The commonest anxiety is caused by the tension of task-and-time pressure that leads to exhaustion. The more the tasks build up, the less time we feel we have, and the less peace we experience. And it’s the average mother and father who are afflicted most.
Ask any parent with dependents and with ailing parents, caught in the middle of that stress sandwich — an unabating burden. Something has to give. Little wonder we find some form/s of coping, healthy or else. We do find ways of coping, effective and ineffective, in grappling to restore control in our lives.
Stress does the strangest things to us. It messes with our minds and that sentiment plummets into our soul. It causes us to dream terrifying fantasies. And it can force us into corners we’d never choose to be backed into.
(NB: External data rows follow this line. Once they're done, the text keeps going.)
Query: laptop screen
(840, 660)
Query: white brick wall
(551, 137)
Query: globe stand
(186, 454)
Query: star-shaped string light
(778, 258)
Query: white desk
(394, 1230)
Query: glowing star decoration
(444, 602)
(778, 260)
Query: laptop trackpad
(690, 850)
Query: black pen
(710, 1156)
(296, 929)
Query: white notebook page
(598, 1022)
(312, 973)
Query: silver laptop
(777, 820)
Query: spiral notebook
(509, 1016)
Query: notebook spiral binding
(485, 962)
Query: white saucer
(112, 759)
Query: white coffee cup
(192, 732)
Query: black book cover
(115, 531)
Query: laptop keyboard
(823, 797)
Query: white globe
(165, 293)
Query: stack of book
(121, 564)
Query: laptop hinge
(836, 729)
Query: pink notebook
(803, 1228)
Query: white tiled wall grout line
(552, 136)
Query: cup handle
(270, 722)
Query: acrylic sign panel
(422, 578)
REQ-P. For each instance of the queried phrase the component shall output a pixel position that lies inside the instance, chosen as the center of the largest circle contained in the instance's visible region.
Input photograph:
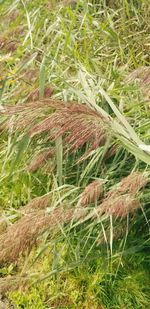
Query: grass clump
(74, 148)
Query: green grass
(84, 51)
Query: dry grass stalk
(118, 206)
(40, 159)
(91, 193)
(36, 204)
(123, 200)
(142, 76)
(34, 95)
(23, 233)
(79, 122)
(10, 284)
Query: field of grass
(75, 154)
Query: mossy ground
(102, 42)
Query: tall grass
(74, 178)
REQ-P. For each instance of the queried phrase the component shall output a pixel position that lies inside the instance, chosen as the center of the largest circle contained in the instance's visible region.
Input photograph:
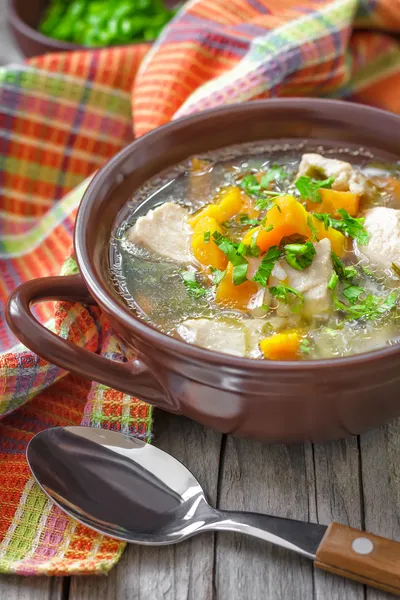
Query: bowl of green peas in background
(42, 26)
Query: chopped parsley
(194, 288)
(265, 204)
(309, 188)
(299, 256)
(217, 275)
(332, 283)
(352, 293)
(305, 346)
(249, 249)
(396, 269)
(282, 291)
(239, 274)
(370, 308)
(312, 229)
(344, 273)
(240, 264)
(349, 226)
(267, 264)
(252, 187)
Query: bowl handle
(133, 378)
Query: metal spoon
(132, 491)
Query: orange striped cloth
(62, 117)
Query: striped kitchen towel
(62, 117)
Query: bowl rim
(29, 32)
(172, 345)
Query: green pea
(113, 24)
(91, 39)
(79, 32)
(76, 9)
(63, 31)
(143, 5)
(51, 18)
(124, 9)
(149, 34)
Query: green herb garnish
(396, 269)
(194, 288)
(313, 229)
(267, 265)
(349, 226)
(265, 204)
(333, 281)
(352, 293)
(309, 188)
(370, 308)
(230, 250)
(344, 273)
(251, 186)
(299, 256)
(305, 346)
(217, 275)
(282, 291)
(239, 273)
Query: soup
(273, 254)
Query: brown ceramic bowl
(272, 401)
(24, 17)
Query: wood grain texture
(380, 470)
(260, 478)
(176, 572)
(338, 498)
(379, 568)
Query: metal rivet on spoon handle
(130, 490)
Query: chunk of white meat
(226, 336)
(165, 232)
(346, 178)
(383, 248)
(258, 329)
(313, 281)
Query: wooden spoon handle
(362, 556)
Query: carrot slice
(282, 346)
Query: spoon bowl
(135, 492)
(118, 485)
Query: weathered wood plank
(338, 497)
(181, 572)
(14, 587)
(380, 461)
(8, 51)
(273, 480)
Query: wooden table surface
(354, 481)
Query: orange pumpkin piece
(230, 202)
(234, 296)
(332, 200)
(282, 346)
(208, 253)
(287, 217)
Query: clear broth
(154, 288)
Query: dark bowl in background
(24, 18)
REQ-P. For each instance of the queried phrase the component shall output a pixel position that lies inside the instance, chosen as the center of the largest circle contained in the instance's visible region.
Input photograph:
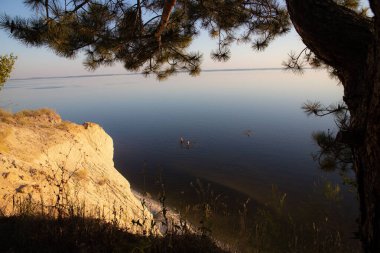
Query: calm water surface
(146, 118)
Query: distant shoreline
(133, 74)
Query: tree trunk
(350, 43)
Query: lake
(246, 129)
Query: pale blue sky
(37, 62)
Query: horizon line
(139, 73)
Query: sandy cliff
(64, 164)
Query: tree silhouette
(153, 36)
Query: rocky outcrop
(63, 166)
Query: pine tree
(6, 66)
(153, 36)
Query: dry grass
(25, 117)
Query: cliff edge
(61, 165)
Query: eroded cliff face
(61, 165)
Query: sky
(42, 62)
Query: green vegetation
(153, 36)
(6, 66)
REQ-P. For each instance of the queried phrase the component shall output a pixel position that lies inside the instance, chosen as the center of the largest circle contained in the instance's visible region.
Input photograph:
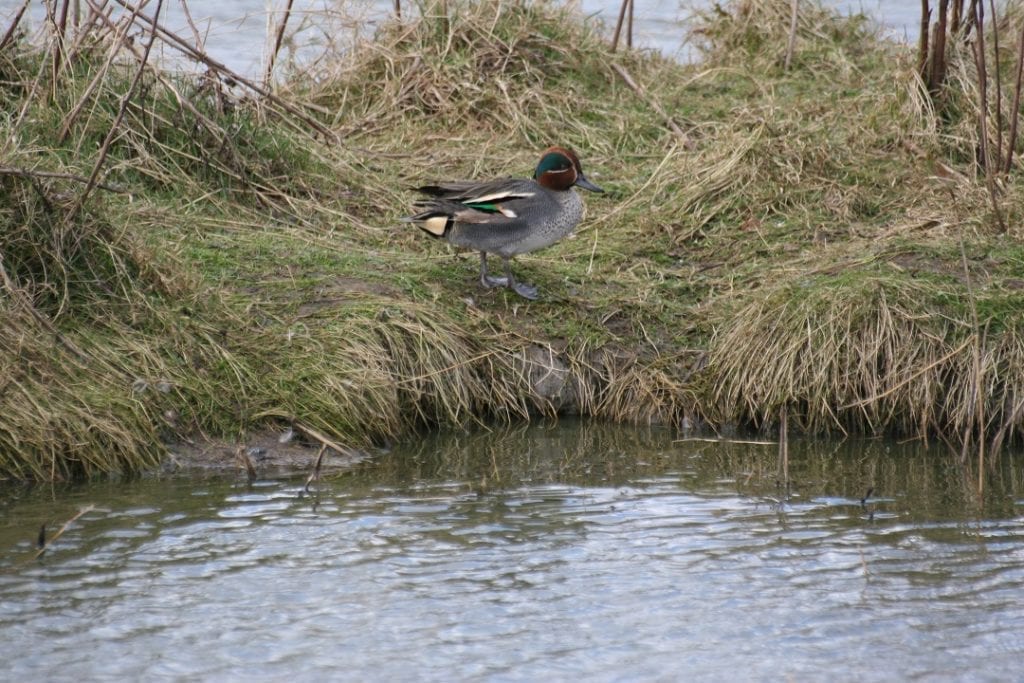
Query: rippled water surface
(544, 553)
(235, 32)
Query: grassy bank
(815, 240)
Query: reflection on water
(572, 551)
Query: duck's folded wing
(474, 194)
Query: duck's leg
(486, 280)
(522, 289)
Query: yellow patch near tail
(435, 225)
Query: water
(580, 551)
(236, 32)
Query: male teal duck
(507, 216)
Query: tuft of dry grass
(771, 238)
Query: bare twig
(279, 38)
(986, 160)
(792, 43)
(243, 459)
(938, 72)
(1016, 110)
(314, 475)
(26, 173)
(783, 442)
(121, 31)
(673, 126)
(926, 20)
(60, 29)
(998, 89)
(619, 25)
(45, 323)
(46, 543)
(176, 42)
(977, 399)
(13, 25)
(105, 146)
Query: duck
(507, 216)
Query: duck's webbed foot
(522, 289)
(486, 280)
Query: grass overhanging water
(817, 239)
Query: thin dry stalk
(619, 24)
(1015, 110)
(926, 22)
(673, 126)
(122, 109)
(314, 475)
(177, 43)
(49, 542)
(792, 42)
(998, 88)
(783, 442)
(9, 33)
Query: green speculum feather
(489, 207)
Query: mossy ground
(817, 242)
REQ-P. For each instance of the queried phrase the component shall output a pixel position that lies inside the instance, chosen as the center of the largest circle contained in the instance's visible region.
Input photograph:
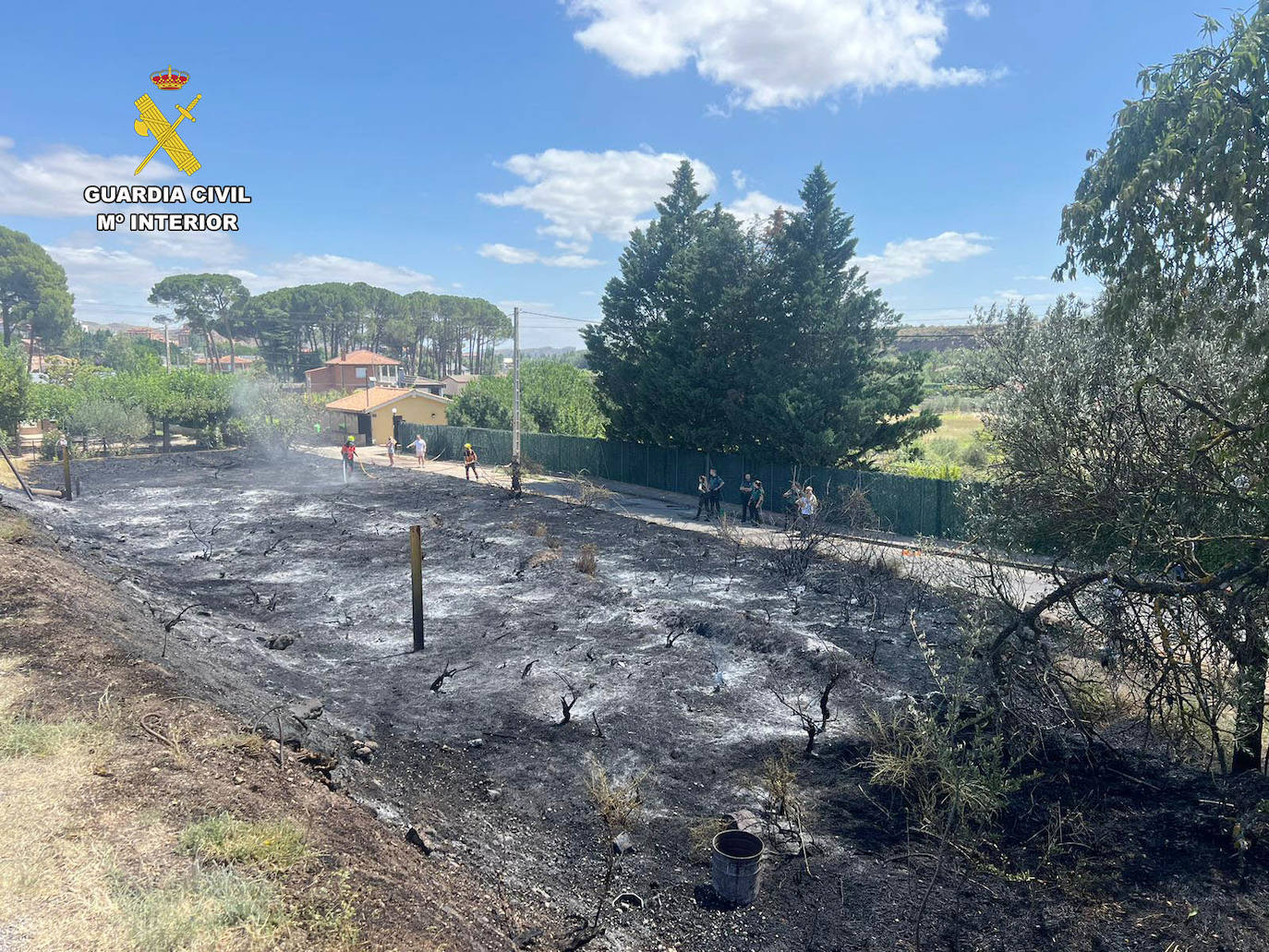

Probably the most alarming issue with stress-induced anxiety, however, is its impact on our relationships. Seriously, just how much conflict is caused by stress alone? And how many conflicts emerge through an inability to be honestly sad, courageous or disappointed; that one or both are not upset so much over the issues at hand, but they’re too emotionally compromised to respond well? If only we had the wisdom to ask about the person who offends us, ‘How stressed could they be?’
Our inner conflict spills out into conflict with others, and the issues are often secondary at best. We disagree because stress causes us to polarise into a place of inflexibility, because control is the comfort we crave when we feel out of control.
But insisting for control, which is what we do when we’re stressed, is the quickest way of losing control.
We lack peace with others because we lack peace with ourselves. We lack peace with ourselves because we lack peace with God. Peace with God facilitates empathy, wisdom, compassion, patience and gentleness, often even amid stress. But peace with God is something we so often lack. Our anxiety is normal, and yet it implores us to draw near to God.
An honest acceptance of where we are at in life, with gratitude, can be thought of as an outcome to search for. Such a momentary outcome of presence is the best gauge that we have everyday anxiety held at bay. To understand life is less about control and more about contentment with what is.
Of course, I have focused here on everyday anxiety here. The above is not a comment on the disorders.